There are many who have been confined for years, that would cheerfully exchange half their rations of food, for a moderate allowance of tobacco; yet the want of it rarely affects their health or appetites.

REFORMATION OF CONVICTS.

It is believed that very erroneous opinions are entertained on this subject; but they have arisen chiefly from the failure of success with the old mode of discipline, which has been practised in prisons, without the separation of convicts.

The frequency, and one great cause of re-convictions in other prisons, will very forcibly appear, from the following extracts from the report to the prison discipline society before quoted.

"The correctness of these opinions, in relation to the evils arising from a crowded state of the night rooms, is supported by a comparative view of the penitentiaries in the United States, in regard to the re-commitment of convicts, where the night rooms are crowded, and where they are not.

In the New-Hampshire penitentiary, the whole number of prisoners received from November 23, 1812, to September 28, 1825, was two hundred and fifty-seven; of whom eleven only were committed a second time.
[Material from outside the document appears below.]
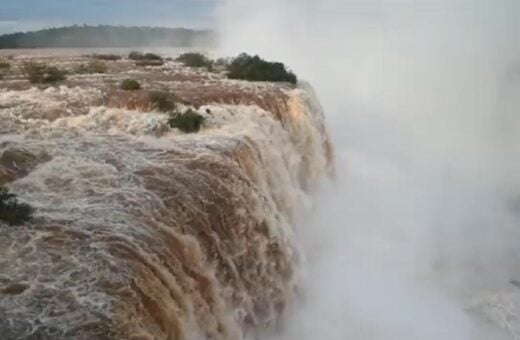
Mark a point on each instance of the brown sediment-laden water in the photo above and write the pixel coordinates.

Twenty-one have been pardoned; of whom only one has been guilty of a second offence.

The number of prisoners, September 22, 1825, was sixty-six; of whom only three were for a second offence, and none for a third.

In this prison, from two to six are lodged together; generally, hoyever, not more than two..

In Connecticut, of 117 convicts in prison Feb. 1825, 26 were committed for second, third, and fourth offences.

In the penitentiary, in New-York city, the number of females, in November, 1825, was sixty-six; of whom twenty were committed a second time; six, a third; two, a fourth; and one, a fifth.

Here they are lodged ten and twelve in a room.

In the state prison, in New-York city, in 1802, out of one hundred and ninety-one convicts received, forty-four were committed a second time, and two, a third.

The whole number of re-commitments to that prison, for a second offence, is four hundred and ninety-four; for a third or more offences, sixty-one; and the number pardoned, after having been convicted two, three, or more times, is one hundred and eight.

In this prison, the average number in the night rooms, is twelve. In the Philadelphia penitentiary, the number of prisoners, August 24, 1819, was four hundred and sixteen; of whom seventy-three had been twice convicted; twenty-five, three times; seven, four times; and two, five times.